Aún más inocentes nosotros, que nos hemos creído el mito de las armas infalibles proporcionadas por la tecnología; misiles que entran por la ventana elegida; drones que reconocen los ojos del objetivo; balas que viajan con total rectitud… hasta pensar que hemos llegado al tiempo de las guerras limpias, idóneas para ser vistas por televisión con un ron en una mano y un buen cigarro en la otra. Pero me temo que aún vivimos en el mundo en que se emborrachaba el ametrallador que conociera Dahl: las armas tiemblan a causa de su propia vibración o de los nervios de quien las maneja, el viento imparcial continúa esparciendo las ráfagas de balas, y los explosivos aún generan incontrolables ondas expansivas.

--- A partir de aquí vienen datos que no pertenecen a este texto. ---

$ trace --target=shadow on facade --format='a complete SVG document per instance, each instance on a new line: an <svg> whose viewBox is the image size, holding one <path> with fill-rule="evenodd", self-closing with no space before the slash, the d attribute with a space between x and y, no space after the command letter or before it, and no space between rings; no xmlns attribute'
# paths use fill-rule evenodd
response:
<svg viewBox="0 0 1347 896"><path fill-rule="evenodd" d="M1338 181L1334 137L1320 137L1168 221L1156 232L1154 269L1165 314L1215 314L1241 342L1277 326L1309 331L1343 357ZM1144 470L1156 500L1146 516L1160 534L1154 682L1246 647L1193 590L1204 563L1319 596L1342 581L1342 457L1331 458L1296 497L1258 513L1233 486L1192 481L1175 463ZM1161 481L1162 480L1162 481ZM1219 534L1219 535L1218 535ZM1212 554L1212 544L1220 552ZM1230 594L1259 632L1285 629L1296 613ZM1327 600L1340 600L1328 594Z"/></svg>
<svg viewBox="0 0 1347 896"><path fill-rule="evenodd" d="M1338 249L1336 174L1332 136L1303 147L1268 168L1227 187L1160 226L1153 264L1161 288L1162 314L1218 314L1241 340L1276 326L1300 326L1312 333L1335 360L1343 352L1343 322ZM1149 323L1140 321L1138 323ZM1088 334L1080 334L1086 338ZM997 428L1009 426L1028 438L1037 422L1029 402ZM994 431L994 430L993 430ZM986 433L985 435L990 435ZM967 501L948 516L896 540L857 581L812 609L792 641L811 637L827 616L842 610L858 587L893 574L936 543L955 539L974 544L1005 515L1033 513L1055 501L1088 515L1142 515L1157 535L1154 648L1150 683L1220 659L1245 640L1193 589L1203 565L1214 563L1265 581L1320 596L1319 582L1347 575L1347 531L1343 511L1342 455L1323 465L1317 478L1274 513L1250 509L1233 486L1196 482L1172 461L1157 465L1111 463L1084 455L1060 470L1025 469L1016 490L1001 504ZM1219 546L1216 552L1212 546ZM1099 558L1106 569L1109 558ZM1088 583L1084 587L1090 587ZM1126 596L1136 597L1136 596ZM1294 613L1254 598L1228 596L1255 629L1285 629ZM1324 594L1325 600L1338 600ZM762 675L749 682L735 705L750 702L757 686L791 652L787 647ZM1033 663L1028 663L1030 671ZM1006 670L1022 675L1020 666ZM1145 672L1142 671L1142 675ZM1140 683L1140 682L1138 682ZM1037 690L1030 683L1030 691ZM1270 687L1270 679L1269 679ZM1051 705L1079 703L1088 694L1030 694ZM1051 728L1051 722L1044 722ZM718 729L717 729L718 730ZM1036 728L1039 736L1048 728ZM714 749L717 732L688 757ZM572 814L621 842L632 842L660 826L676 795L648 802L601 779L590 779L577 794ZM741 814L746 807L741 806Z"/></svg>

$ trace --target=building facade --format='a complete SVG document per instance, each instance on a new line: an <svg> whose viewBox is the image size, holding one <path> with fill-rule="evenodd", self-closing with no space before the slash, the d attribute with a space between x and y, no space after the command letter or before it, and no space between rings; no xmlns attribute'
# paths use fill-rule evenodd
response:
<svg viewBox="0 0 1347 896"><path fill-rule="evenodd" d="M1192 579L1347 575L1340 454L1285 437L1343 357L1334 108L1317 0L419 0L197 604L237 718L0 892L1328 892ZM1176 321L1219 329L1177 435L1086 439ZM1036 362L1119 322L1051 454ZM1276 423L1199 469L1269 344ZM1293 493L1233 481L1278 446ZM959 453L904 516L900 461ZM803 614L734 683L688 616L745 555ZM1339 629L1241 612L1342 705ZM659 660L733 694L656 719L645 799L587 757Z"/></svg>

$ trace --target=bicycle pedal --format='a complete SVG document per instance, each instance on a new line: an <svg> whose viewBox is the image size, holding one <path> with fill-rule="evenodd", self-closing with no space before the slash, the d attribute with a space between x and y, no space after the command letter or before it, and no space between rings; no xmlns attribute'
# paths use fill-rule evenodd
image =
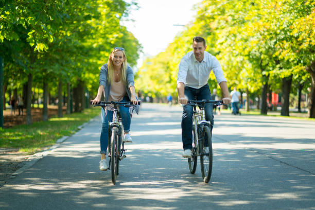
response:
<svg viewBox="0 0 315 210"><path fill-rule="evenodd" d="M125 157L127 157L127 156L126 156L126 155L124 155L121 157L119 157L119 160L122 161L122 159L124 159Z"/></svg>

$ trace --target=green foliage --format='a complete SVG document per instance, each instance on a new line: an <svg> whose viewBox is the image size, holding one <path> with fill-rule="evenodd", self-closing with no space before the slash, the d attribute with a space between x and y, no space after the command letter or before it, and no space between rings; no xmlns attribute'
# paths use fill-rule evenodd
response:
<svg viewBox="0 0 315 210"><path fill-rule="evenodd" d="M0 147L19 148L20 151L33 153L54 144L63 136L69 136L78 127L99 114L99 109L87 109L82 113L52 118L46 122L0 129Z"/></svg>
<svg viewBox="0 0 315 210"><path fill-rule="evenodd" d="M177 96L178 65L196 36L206 39L206 50L219 60L230 87L257 93L268 82L276 92L282 78L291 74L293 82L309 81L305 69L315 55L313 1L204 0L196 8L194 23L165 51L144 63L137 83L145 93ZM213 74L208 83L218 87Z"/></svg>
<svg viewBox="0 0 315 210"><path fill-rule="evenodd" d="M90 95L96 95L100 67L114 47L125 48L129 63L136 64L141 45L120 25L135 5L123 0L1 1L5 83L21 92L30 73L33 86L42 87L46 80L52 95L59 78L73 87L82 81Z"/></svg>

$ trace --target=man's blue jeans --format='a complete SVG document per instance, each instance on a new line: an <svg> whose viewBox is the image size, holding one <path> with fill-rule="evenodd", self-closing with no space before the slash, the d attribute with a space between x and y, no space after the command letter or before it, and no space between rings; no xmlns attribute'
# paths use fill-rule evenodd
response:
<svg viewBox="0 0 315 210"><path fill-rule="evenodd" d="M188 100L194 100L196 97L197 100L212 100L211 94L208 84L196 89L192 87L185 87L185 96ZM191 149L192 148L192 115L193 108L191 106L184 105L183 106L183 118L182 119L182 140L183 148ZM207 103L205 106L206 120L211 123L211 129L213 128L213 104Z"/></svg>
<svg viewBox="0 0 315 210"><path fill-rule="evenodd" d="M238 114L238 101L232 102L231 106L232 112L234 114Z"/></svg>
<svg viewBox="0 0 315 210"><path fill-rule="evenodd" d="M128 96L124 96L121 101L129 101L129 98ZM108 125L109 121L113 121L113 115L114 112L112 111L107 110L107 115L105 113L105 111L103 108L101 109L101 117L102 117L102 131L100 136L100 153L106 154L106 150L108 146ZM121 116L121 120L122 121L122 126L124 126L124 130L125 133L128 133L130 130L130 124L131 122L131 118L130 114L129 113L129 108L125 107L119 107L119 113Z"/></svg>

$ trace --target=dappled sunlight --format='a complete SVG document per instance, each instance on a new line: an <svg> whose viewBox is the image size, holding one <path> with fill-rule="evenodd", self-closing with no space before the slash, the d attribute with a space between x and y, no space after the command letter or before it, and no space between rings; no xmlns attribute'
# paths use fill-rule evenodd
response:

Al fin y al cabo, todos esos disparos tan medidos que, con total cinismo, llaman quirúrgicos, derrumban edificios enteros o arrasan a quienes pasan por la plaza equivocada.
Pero, sobre todo, aún vivimos en el mundo en que el soldado, voluntario o reclutado, se embebe de la lógica militar, por temor al castigo en un primer momento, por mera adaptación al medio un poco más tarde. Lo que llegue a hacer tiene sentido en el discurso cuartelero, donde la obediencia ciega la razón; los que hayan hecho la mili me entenderán.
Por supuesto que hay causas justas; no criticaré a quienes, abnegados y heroicos defendieron la República o acabaron con el nazismo.
Pero no existen, me temo, las causas inocentes.
Ni el combatiente más angelical dejará de abatir a un civil por un error de cálculo, sabrá esquivar los muros del hospital, o respetará las venas eléctricas y las conducciones de agua potable. Ni siquiera él estará a salvo de la furia incontrolable, del mensaje confuso, del miedo cerval, de la propaganda.
Quizás todos estamos libres de culpa, y esa es la peor acusación que podemos hacernos.
También, inocentes como los pájaros, aquellos cabreros de pocas luces que matábamos el tedio arrojando al fuego balas perdidas.
DANDO LA NOTA
Durante la próxima semana podrán ustedes tomarse vacaciones de esta columna, mientras yo me acerco al Huerto de los Olivos a por aceite de girasol.
Resucitados todos, nos seguiremos viendo.